The decision to go to Plains wasn’t even a close call, Dean later
suggested. “When the former President of the United States asks you to go to church with him on a Sunday before the caucuses, I think you probably take that up.”
But that was before a series of polls started showing he was in a much tougher
fight in Iowa than previously thought. He now might wish he had spent that
time talking to Iowans. The latest Des Moines Register poll has him running third in a four-way race, although all four Dean,
John Kerry, Dick Gephardt and John Edwards
are so closely bunched that the polling margin is statistically
insignificant.
The summons from Plains? Carter doesn’t remember it quite that
way. “I didn’t invite him, but I’m glad he came,” the former President told
reporters shortly before he conducted one of his frequent Sunday School classes
at Maranatha Baptist Church. “He called me on the phone and said he’d like
to come worship with me. … He called and asked me if it would be all right.”
As for the timing, Carter’s son Chip later told reporters that the former
President had also offered Dean dates in February and March. It was Dean not
Carter who picked the day before the caucuses.
Dean may not even be the only Democratic candidate who gets to boast a church
date with the former President. Carter said retired General Wesley Clark has
also asked for an opportunity to visit him in Plains and worship with him, and
that he expects to be able to arrange one.

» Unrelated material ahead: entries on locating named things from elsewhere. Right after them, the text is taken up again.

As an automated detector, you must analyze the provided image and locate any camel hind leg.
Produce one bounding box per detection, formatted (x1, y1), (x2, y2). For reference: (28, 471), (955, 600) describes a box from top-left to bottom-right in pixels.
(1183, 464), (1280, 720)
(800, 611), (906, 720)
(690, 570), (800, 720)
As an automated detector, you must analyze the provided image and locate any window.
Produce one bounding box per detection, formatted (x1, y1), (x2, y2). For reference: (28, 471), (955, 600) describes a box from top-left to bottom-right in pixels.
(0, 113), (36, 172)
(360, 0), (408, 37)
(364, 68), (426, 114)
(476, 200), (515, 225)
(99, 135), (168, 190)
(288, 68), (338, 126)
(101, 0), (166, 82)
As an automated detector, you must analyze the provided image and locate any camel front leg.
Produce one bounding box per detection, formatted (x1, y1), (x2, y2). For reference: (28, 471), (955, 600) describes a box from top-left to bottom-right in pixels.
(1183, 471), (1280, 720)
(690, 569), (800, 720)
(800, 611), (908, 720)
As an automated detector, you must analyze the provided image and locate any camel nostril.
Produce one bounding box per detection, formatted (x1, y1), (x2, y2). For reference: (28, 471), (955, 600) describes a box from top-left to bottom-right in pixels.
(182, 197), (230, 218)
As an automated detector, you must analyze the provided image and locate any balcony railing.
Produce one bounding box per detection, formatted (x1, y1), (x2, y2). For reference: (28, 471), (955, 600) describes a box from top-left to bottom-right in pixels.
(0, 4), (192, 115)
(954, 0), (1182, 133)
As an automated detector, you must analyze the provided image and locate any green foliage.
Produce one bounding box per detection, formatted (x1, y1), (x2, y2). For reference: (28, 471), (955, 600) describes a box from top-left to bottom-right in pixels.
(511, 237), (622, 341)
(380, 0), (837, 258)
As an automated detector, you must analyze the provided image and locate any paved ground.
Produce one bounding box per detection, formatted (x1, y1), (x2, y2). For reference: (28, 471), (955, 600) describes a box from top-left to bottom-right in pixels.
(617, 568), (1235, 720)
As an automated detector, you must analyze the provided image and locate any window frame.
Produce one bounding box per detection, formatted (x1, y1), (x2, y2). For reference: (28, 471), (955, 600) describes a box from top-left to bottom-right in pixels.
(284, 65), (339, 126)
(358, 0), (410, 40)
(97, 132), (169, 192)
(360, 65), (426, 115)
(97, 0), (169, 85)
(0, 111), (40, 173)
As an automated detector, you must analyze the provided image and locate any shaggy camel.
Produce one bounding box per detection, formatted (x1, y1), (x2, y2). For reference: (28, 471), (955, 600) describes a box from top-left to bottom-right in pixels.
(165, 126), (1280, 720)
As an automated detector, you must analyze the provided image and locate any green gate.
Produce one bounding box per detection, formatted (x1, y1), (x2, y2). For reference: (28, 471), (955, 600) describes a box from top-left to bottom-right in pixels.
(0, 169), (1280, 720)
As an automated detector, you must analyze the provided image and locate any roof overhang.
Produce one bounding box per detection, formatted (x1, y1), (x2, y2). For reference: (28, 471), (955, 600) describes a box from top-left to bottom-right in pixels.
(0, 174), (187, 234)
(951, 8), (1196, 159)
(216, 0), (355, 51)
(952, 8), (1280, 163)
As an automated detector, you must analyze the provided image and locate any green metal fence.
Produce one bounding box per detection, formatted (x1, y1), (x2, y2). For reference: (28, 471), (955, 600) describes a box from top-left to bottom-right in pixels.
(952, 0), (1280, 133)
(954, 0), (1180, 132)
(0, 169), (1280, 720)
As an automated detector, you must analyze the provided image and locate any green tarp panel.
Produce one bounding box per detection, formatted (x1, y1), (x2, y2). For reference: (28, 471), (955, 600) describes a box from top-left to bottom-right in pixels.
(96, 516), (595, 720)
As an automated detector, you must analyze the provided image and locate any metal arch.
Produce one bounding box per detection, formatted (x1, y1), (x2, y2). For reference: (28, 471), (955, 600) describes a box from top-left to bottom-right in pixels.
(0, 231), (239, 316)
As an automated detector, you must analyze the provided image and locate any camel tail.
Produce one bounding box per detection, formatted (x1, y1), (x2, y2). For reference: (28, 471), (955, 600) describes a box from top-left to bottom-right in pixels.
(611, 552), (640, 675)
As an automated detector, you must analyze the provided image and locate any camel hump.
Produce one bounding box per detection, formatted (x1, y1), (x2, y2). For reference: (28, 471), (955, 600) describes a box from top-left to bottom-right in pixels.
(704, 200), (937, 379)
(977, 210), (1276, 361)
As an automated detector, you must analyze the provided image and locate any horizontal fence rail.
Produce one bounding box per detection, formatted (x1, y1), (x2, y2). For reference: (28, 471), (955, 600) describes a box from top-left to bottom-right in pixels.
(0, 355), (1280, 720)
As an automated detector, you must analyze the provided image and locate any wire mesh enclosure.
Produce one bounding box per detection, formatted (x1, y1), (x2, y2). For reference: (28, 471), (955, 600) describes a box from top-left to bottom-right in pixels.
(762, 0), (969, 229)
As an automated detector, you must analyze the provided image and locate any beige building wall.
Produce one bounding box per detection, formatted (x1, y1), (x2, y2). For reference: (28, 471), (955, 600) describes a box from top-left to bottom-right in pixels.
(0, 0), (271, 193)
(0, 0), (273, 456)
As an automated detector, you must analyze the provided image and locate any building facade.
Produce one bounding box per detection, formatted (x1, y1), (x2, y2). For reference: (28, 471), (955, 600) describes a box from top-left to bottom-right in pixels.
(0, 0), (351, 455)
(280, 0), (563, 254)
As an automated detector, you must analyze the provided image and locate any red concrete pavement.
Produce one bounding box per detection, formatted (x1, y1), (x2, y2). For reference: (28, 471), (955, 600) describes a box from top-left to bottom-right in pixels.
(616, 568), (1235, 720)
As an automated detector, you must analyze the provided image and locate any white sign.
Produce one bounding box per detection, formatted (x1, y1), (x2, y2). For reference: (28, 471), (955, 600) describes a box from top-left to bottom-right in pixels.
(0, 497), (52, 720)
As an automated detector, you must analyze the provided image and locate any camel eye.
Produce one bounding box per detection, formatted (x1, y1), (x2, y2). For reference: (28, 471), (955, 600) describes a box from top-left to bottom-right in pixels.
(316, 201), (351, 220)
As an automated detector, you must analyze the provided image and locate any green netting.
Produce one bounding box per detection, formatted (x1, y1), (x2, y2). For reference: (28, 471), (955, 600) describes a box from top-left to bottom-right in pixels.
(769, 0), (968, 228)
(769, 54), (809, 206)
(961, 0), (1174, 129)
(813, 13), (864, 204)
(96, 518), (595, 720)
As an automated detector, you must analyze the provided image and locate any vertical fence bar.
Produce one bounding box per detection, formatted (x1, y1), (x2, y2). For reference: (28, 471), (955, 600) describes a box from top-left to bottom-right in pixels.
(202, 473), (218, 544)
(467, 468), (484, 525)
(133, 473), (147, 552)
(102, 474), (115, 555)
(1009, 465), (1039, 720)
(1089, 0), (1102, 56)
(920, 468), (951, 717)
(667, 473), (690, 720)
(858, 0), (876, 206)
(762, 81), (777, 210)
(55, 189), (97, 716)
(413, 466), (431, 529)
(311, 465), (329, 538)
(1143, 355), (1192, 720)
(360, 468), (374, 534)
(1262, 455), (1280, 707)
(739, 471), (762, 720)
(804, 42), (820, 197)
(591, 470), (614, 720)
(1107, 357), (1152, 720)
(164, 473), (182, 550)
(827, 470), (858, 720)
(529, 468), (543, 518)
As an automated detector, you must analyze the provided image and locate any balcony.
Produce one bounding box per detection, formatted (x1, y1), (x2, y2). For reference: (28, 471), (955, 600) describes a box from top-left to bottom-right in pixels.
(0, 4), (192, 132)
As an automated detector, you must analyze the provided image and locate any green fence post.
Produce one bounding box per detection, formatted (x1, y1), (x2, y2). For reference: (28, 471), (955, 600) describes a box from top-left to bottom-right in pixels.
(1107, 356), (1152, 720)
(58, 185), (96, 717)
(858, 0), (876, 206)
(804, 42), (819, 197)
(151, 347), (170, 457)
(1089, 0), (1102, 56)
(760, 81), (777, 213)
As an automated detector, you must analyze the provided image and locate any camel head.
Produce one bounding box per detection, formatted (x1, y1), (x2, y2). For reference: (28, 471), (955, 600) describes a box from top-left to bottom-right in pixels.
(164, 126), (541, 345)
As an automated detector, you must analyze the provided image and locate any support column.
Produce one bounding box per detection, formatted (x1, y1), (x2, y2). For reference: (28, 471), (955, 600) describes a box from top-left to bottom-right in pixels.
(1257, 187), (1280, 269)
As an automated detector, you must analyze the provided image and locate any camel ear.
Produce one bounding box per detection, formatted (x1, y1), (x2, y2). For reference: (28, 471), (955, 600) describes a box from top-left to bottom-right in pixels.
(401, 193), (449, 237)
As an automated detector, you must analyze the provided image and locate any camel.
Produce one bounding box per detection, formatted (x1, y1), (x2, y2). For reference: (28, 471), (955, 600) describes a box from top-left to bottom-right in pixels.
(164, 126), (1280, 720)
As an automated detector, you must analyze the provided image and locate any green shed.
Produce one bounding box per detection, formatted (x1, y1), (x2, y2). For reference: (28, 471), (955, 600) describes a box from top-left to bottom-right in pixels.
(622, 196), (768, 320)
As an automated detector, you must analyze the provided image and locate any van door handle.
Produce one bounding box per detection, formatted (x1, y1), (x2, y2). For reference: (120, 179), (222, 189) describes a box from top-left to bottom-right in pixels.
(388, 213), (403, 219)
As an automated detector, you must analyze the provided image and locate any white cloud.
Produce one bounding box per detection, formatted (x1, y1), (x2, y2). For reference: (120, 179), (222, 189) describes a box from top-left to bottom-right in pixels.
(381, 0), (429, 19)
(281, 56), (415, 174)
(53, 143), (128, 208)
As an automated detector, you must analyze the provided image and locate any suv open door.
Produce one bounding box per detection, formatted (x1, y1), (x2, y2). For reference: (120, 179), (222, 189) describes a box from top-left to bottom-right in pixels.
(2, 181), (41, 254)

Though the event’s main value was as a media spectacle, reporters were
kept out of the church, except for a brief photo opportunity, and could hear
most of the service only from an overflow room. (As a result, none of them
actually got to hear Carter’s brief introduction of Dean in the church; the former
President was not wearing a microphone at the time.) And the subsequent public
appearance by the two on the Main Street of Plains all eight minutes and 25 seconds of it fell well short of even a hint at an endorsement by Carter. He
praised Dean for his outspokenness against the Iraq War, which Carter also
opposed, and the two of them noted that Dean had gotten his start in politics by working in Carter’s 1980 campaign in Vermont. What neither one noted,
however, was that this was the race that Carter lost.